ModeShape 3.x maintains a single Lucene index for each repository, but there are several issues with this:
- In a clustered deployment, maintaining and synchronizing these different Lucene indexes is quite difficult, error prone, complex, and inconsistent (since the master content is transferred to the slaves only periodically).
- The Lucene index is used for querying all fields, even when the values and criteria don't involve search (e.g., numeric fields, exact text matches, pattern matches, etc.). Lucene is not ideal for these kinds of queries, whereas traditional indexes (e.g., based upon B*-tree or similar) would be far more efficient and effective.
- Using a single Lucene index for a whole repository is far from ideal, and it leads to concurrency problems (even in a local, non-clustered case).

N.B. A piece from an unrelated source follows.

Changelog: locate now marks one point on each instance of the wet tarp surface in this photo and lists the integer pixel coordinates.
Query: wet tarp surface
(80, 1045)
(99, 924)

- When nodes are changed, the whole document in Lucene must be updated. This means we can't really update the Lucene index with just what's changed, and thus updating the index requires accessing the node rather than just working from the events.
- Using Lucene (and Hibernate Search) adds a number of dependencies and complicates the build process, especially for the EAP kit.
- We're currently indexing all properties. Doing so does mean that users can use any properties in their criteria, but it also means that the indexes are large and updating/replicating them takes longer. Ideally, we can offer the ability to index only specific properties that are actually used in query criteria. Doing this with Lucene would be difficult.
- When a process in a cluster leaves the cluster (e.g., is taken down) and then (re)joins the cluster, ModeShape has no option other than to completely reindex the content (or, if master-slave is used copy the indexes, though this copying leads to other inconsistencies).
The objective of this feature is to replace the query engine with one that can use explicitly-defined indexes defined by administrators. The query engine should even work when no indexes are defined, though it will be slower (potentially a lot slower) than if proper indexes are defined for a query. And like a regular relational database, which indexes you define will depend heavily on the queries you are using.
Additionally, indexes should be able to be stored/accessed using several "index provider" mechanisms, including:
- "internal" indexes (e.g., local files via MapDB; see
- local file-system-based indexes using Lucene
- indexes in Solr
- indexes in ElasticSearch
Using explicitly-defined indexes would perform a lot better as we'd only be indexing the information that needs to be indexed rather than all of the content, as we do with 3.x. Plus this will make clustering easier, since it (along with the journal service) make it far easier to bring a process up and update the indexes after a process has been out of the cluster for a period of time.